Lorsque notre reporter lui demande si elle a pu refaire sa vie, sa réponse est: “Non. Sincèrement, je ne me suis plus jamais remariée, je crois qu’un mariage, c’est un mariage : même s’il y a des gens qui se marient deux ou trois fois, ce n’est plus la même chose,” dit-elle, d’une voix tremblante.

Violences intra-familiales

Des histoires comme celle-là, Halina Benmrah en entend tous les jours. Elle dirige une “association d’aide aux victimes de mariages forcés ou de complaisance. Trop souvent, elles ne savent pas vers qui se tourner, dit-elle. “Malheureusement, la plupart des personnes qui appellent, je dirais qu’il est quelquefois trop tard, le mariage a déjà eu lieu, indique-t-elle. Sur le papier, on trouve beaucoup de choses; dans la pratique, il n’y a rien qui est mis à la disposition [des victimes] et quelquefois, la personne n’est même pas informée, ne sait même pas où il faut s’informer,” poursuit-elle.

Les professionnels de différents secteurs tentent pourtant de s’organiser. Anne-Sophie Vallot est inspecteur principal de police à Bruxelles.
Chargée d’un service dédié à la jeunesse et à la famille, elle est régulièrement sollicitée par les associations lorsque des victimes de mariage forcés se trouvent en situation d’urgence.

Ce jour-là, elle se rend dans les locaux de La Voix des Femmes
La directrice de l’association, Maria Miguel-Sierra, lui fait part de l’appel récent d’une jeune mineure craignant d‘être envoyée à l‘étranger d’un jour à l’autre, pour être mariée de force.

“Je vais essayer de voir si je peux la rencontrer physiquement parce qu’elle n’a pas voulu laisser son numéro de téléphone et elle n’allait vraiment pas bien du tout, elle a vraiment besoin d’un suivi psychologique,” explique Maria Miguel-Sierra à l’inspecteur. “On a fait des recherches chez nous et effectivement, il y a eu des plaintes précédemment,” lui précise la fonctionnaire de police.
Anne-Sophie Vallot poursuit à notre intention : “Nous, au niveau de la police, on voit les victimes à travers les violences intra-familiales.

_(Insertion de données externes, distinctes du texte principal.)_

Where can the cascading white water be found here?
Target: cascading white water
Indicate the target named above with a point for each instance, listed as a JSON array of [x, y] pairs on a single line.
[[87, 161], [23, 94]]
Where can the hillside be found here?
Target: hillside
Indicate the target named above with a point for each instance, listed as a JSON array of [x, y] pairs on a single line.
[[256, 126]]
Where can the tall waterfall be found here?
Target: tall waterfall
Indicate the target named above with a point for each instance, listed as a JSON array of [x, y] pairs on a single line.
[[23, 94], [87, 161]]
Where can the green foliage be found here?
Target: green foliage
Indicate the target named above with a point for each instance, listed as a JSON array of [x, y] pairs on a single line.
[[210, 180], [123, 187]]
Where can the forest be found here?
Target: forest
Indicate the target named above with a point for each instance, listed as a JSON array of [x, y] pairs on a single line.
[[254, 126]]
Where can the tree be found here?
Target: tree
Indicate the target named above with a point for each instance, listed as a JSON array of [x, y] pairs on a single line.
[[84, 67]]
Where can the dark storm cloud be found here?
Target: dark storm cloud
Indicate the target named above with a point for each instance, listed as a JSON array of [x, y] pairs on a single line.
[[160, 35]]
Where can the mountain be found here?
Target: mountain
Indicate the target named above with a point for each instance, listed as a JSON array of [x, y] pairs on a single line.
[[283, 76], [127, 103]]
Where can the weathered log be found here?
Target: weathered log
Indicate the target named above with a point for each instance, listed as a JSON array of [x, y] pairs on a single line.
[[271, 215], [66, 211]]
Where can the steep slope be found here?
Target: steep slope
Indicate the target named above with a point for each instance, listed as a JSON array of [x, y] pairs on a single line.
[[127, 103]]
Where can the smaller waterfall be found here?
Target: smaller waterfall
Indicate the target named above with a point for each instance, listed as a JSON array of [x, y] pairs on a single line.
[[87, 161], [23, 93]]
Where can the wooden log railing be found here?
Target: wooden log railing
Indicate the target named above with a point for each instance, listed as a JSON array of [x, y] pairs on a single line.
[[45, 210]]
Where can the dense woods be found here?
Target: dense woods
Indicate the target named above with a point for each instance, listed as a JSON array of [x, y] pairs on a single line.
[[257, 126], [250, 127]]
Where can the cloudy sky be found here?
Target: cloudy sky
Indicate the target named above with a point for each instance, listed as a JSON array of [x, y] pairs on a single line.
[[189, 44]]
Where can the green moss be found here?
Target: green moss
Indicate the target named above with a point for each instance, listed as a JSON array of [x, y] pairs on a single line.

On se rend compte que très souvent, il y a un mariage forcé au départ et nous, on voit les conséquences de tout cela. Ces conséquences sont quand même des viols, des viols à répétition, des violences, des violences graves, des violences lourdes!” insiste-t-elle. “Au final, la fille, quand elle est à bout, qu’elle n’en peut plus et que c’est une question de vie ou de mort, elle vient frapper à la porte de la police en lui demandant de l’aide.”

“Cette vision de la famille ne change pas du jour au lendemain”

“La Voix des femmes” et une quinzaine d’autres associations bruxelloises se sont organisées en réseau pour coordonner et développer leurs modes d’intervention. Un numéro d’appel d’urgence a été mis en place pour les victimes de mariages forcés. L’association multiplie aussi les actions de sensibilisation auprès des professionnels et du public, notamment dans les communautés les plus touchées.

“La Belgique est un pays qui accueille souvent par le biais du regroupement familial, de nouveaux flux migratoires” constate La directrice de “La Voix des femmes”. Donc, poursuit-elle, il ne faut pas s‘étonner aussi que quand des jeunes filles arrivent dans le pays à un très jeune âge, quelques années plus tard, la question du mariage se pose. On vient avec un certain nombre de valeurs, avec une certaine vision de ce que doit être la famille. Et ces visions-là ne changent pas du jour au lendemain,” dit-elle.

Une question de temps, mais également de prévention, notamment auprès des jeunes pouvant être exposés à des mariages contraints, qui tournent parfois au drame.

Les informer, c’est aussi les aider à briser le silence.
“Je dirais aux filles d’oser en parler”, conclut Amina, “d’aller frapper à une porte, peu importe laquelle, que ce soit une amie, une voisine, que ce soit à l‘école, peu importe, mais d’en parler”.